The US dollar is being hit by investor reaction to the Federal Reserve’s measured policy tone and concerns over the Trump administration’s protectionist trajectory and the legislative obstacles it faces.
While the index measuring the dollar against a basket of its main peers was broadly flat on Monday, analysts were downbeat about its prospects of recovering the momentum that saw it gain 8 per cent in the fourth quarter of last year.
Despite last week’s interest rate rise, investors interpreted it as a “dovish hike” in view of the Fed’s caution on the path of further rate tightening this year. The dollar index has fallen 1.4 per cent since the central bank meeting on Wednesday and is heading towards the 100 level.
JPMorgan described the dollar as “listless”, while Citigroup dropped its prediction of euro-dollar parity at the end of the year.
Marc Chandler at Brown Brothers Harriman said the prospect of other central banks raising rates was also spurring dollar losses.
Data ahead of the Fed meeting showed a retreat in dollar long positions, while there was a sharp pullback in selling the euro following the European Central Bank meeting that commentators interpreted as tilting towards hawkishness.
“If the 100 level is breached now, a return to the early February low [of 99.23] looks more likely,” Mr Chandler said.
The dollar’s weakness is benefiting emerging markets currencies, notably the South African rand that has rallied 4 per cent since last Wednesday and reached levels last touched in mid-2015. The Korean won rose 1 per cent to its highest level against the dollar in five months.
Analysts also said a weaker tone for the dollar reflected the absence of a clause on combating trade protectionism in the communiqué of the G20 finance ministers’ weekend meeting.
“We are closer to a currency war than we have been for a long time,” said Ulrich Leuchtmann of Commerzbank.
However, the G20 reaffirmed the need for countries to refrain from competitive devaluations and again committed its members not to target exchange rates for competitive purposes.

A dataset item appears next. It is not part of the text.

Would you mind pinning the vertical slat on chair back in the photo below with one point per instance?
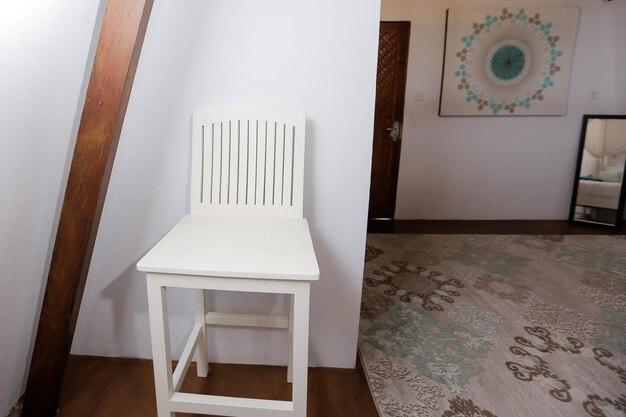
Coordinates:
(248, 161)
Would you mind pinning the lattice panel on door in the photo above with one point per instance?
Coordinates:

That, said MUFG’s Derek Halpenny, underlined that “Washington remains cautious over changing the rhetoric on FX”.
Steven Englander, Citigroup’s head of forex strategy, warned that the dollar would head lower if the House vote on repealing Obamacare on Thursday was defeated, since it augured ill for the administration’s tax reform agenda.
“Bottom line: if it goes down in smoke it will probably take the US dollar down with it; as the odds of any significant legislative action fall, USD could hit the lows of the year against both majors and minors,” Mr Englander said.
The dollar’s direction is likely to come under increasing influence from non-US factors, said JPMorgan, including eurozone data and European political risk.
“This further enhances the sense that [the] US is losing its centrality in driving FX markets, after having dominated the FX narrative for many months post-election,” said JPMorgan analysts.